To begin with, the purpose of VVPAT was to bring in more transparency to the voting process through electronic means. The voter, unlike before, now has a secondary means of visual verification, a paper trail that shows the candidate he had voted for. Now, since a certain percentage of VVPATs are verified at the end of the election process, matching them against the votes cast on EVMs , it is not possible by any means to tamper with the election process exactly for these two reasons:
1.VVPATs are verified by the voters at the time of elections
2.VVPATs are verfied after the election is over too.
Is essence, VVPAT has brought in more transparency and trust factor in the election process.
Next, many from the opposition parties and analysts makes the claim that the VVPAT machine is a very complex system digital system that is prone to hacking. They also says it contains device drivers such as those which would be used to actuate individual components such as printers, photodiodes etc. In effect, they compare the whole VVPAT to a general purpose mini computer. This is where the whole argument is erroneous. Simple machines such as standalone printers which are not normally connected to computers, and meant for very specific purposes such as a tocken machine or a billing machine, runs on something called "Application Specific Integrated Circuits(ASIC)". What it means that the IC used has been pre programmed, much like the one time programmable EVM. ASICs are not reprogrammable in the sense that you cannot change the code it runs on.
Malware can affect only those systems which resemble general purpose computers, which runs on an Operating system and has features like RAM etc. The only thing it is designed to receive from an external device is the information about what it should be printing. Just like a token machine can be *programmed* to alter the content it is supposed to print by using a custom made application, VVPAT too is most likely desgined around an Application Specific integrated circuit, and the only thing one can change is what it prints, which is done by ECIL engineers before the elections, using symbol loading Jigs or laptops as we have been told by ECI. The code it runs cannot be changed since it should ideally run on an ASIC. We can simply disregard the allegation that VVPAT is hackable just by noting that it should ideally run on an application specific Interated Circuit designed to carry out a specific task, here printing and acting as a bridge between the BU and CU, and that its code cannot be accessed changed.

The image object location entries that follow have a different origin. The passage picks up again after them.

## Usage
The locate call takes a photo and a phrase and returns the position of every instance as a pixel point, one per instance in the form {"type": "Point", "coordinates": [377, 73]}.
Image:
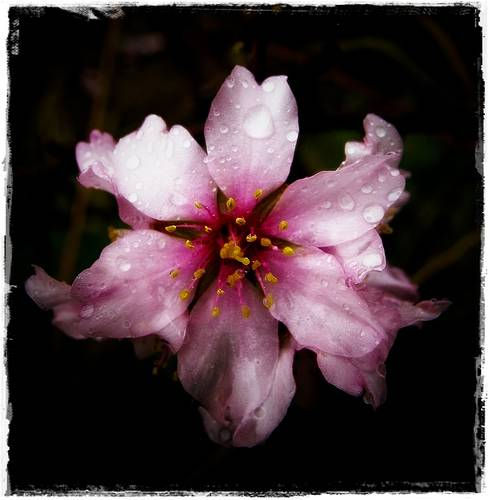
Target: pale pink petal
{"type": "Point", "coordinates": [162, 173]}
{"type": "Point", "coordinates": [129, 214]}
{"type": "Point", "coordinates": [381, 139]}
{"type": "Point", "coordinates": [251, 134]}
{"type": "Point", "coordinates": [265, 418]}
{"type": "Point", "coordinates": [128, 291]}
{"type": "Point", "coordinates": [228, 362]}
{"type": "Point", "coordinates": [334, 207]}
{"type": "Point", "coordinates": [312, 299]}
{"type": "Point", "coordinates": [360, 256]}
{"type": "Point", "coordinates": [393, 281]}
{"type": "Point", "coordinates": [95, 161]}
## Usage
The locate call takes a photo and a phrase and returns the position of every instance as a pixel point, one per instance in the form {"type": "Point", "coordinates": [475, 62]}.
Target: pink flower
{"type": "Point", "coordinates": [221, 250]}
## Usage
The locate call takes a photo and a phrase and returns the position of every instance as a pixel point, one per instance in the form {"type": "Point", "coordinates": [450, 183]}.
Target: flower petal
{"type": "Point", "coordinates": [251, 134]}
{"type": "Point", "coordinates": [264, 419]}
{"type": "Point", "coordinates": [334, 207]}
{"type": "Point", "coordinates": [320, 311]}
{"type": "Point", "coordinates": [95, 161]}
{"type": "Point", "coordinates": [228, 361]}
{"type": "Point", "coordinates": [162, 173]}
{"type": "Point", "coordinates": [360, 256]}
{"type": "Point", "coordinates": [381, 139]}
{"type": "Point", "coordinates": [128, 291]}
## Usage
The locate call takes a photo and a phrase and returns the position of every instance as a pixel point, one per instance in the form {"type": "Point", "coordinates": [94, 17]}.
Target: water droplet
{"type": "Point", "coordinates": [347, 202]}
{"type": "Point", "coordinates": [394, 195]}
{"type": "Point", "coordinates": [224, 434]}
{"type": "Point", "coordinates": [258, 123]}
{"type": "Point", "coordinates": [372, 260]}
{"type": "Point", "coordinates": [373, 213]}
{"type": "Point", "coordinates": [259, 412]}
{"type": "Point", "coordinates": [268, 86]}
{"type": "Point", "coordinates": [86, 311]}
{"type": "Point", "coordinates": [124, 266]}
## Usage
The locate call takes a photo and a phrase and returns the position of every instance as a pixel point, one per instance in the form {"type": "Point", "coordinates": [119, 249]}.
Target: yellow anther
{"type": "Point", "coordinates": [271, 278]}
{"type": "Point", "coordinates": [231, 279]}
{"type": "Point", "coordinates": [199, 273]}
{"type": "Point", "coordinates": [114, 233]}
{"type": "Point", "coordinates": [256, 264]}
{"type": "Point", "coordinates": [245, 311]}
{"type": "Point", "coordinates": [268, 301]}
{"type": "Point", "coordinates": [230, 204]}
{"type": "Point", "coordinates": [174, 273]}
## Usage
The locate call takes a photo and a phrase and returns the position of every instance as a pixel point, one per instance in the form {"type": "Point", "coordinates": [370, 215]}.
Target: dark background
{"type": "Point", "coordinates": [90, 415]}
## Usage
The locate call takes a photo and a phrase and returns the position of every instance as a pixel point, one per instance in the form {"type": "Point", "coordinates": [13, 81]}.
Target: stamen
{"type": "Point", "coordinates": [174, 273]}
{"type": "Point", "coordinates": [245, 311]}
{"type": "Point", "coordinates": [230, 204]}
{"type": "Point", "coordinates": [268, 301]}
{"type": "Point", "coordinates": [199, 273]}
{"type": "Point", "coordinates": [271, 278]}
{"type": "Point", "coordinates": [234, 278]}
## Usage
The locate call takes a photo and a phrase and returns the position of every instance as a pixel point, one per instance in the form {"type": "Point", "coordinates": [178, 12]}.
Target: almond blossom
{"type": "Point", "coordinates": [220, 250]}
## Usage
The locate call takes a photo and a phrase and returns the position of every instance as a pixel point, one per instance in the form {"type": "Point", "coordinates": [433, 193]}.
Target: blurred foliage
{"type": "Point", "coordinates": [418, 68]}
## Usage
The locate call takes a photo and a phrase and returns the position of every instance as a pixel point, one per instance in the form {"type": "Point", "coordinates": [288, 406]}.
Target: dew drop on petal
{"type": "Point", "coordinates": [87, 311]}
{"type": "Point", "coordinates": [346, 202]}
{"type": "Point", "coordinates": [373, 213]}
{"type": "Point", "coordinates": [268, 86]}
{"type": "Point", "coordinates": [258, 123]}
{"type": "Point", "coordinates": [259, 412]}
{"type": "Point", "coordinates": [394, 195]}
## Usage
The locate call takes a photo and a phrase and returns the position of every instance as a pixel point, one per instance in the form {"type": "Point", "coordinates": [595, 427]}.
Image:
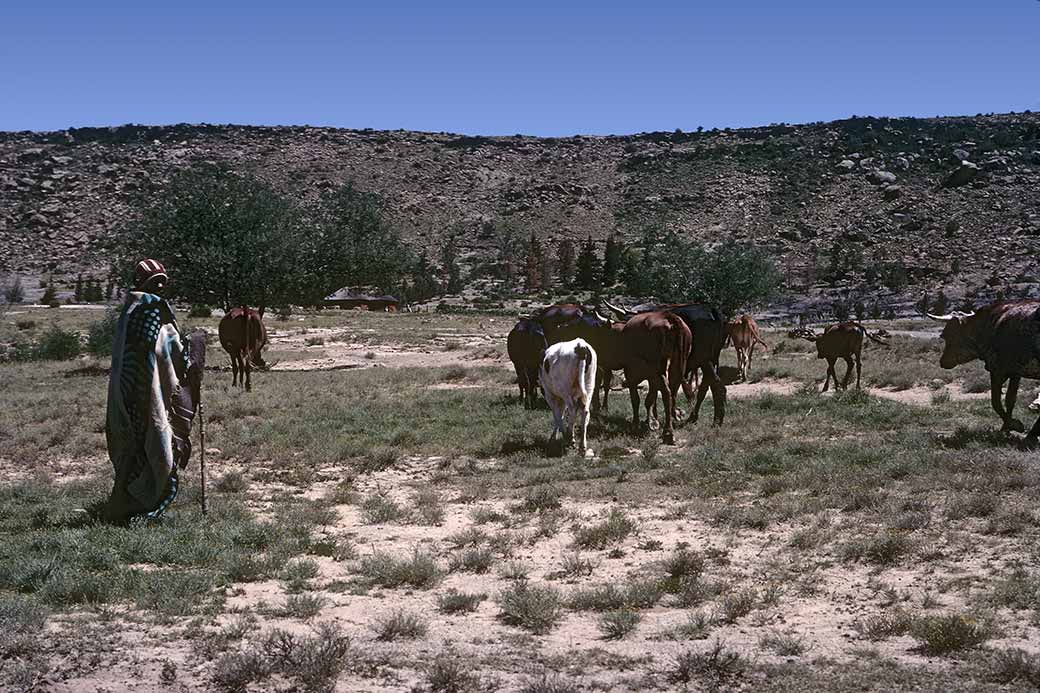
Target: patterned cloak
{"type": "Point", "coordinates": [149, 362]}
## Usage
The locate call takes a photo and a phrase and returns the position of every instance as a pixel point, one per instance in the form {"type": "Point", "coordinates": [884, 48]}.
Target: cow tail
{"type": "Point", "coordinates": [585, 355]}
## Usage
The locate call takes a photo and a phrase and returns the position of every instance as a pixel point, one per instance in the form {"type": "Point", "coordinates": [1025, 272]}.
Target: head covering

This method of loading external data is also used in setting the Real Time Clock inside the Control Unit using time setting Jigs. Here too, the OTP(One Time Programmable ) chip inside the Control Unit has been preprogrammed to receive information about time and date, just as VVPAT receives the information of candidates using symbol loading Jigs/Laptops with symbol loading application made by ECIL. So, just connecting the EVM to an *external device* cannot change the code it runs on. The same logic applies to VVPAT running on an application specific IC, much like that of the EVM control Unit.
ECI also mentions that newer models of EVMs are encrypted to the hardware level so that only ECIL/BEL components can be interconnected. This further weakens the argument that any type of tampering is possible. ECI also states these machines are not *stand alone* in the strictest sense, but needs to be occasionally interfaced with ECIL/BEL certified components for data upload, inspection etc.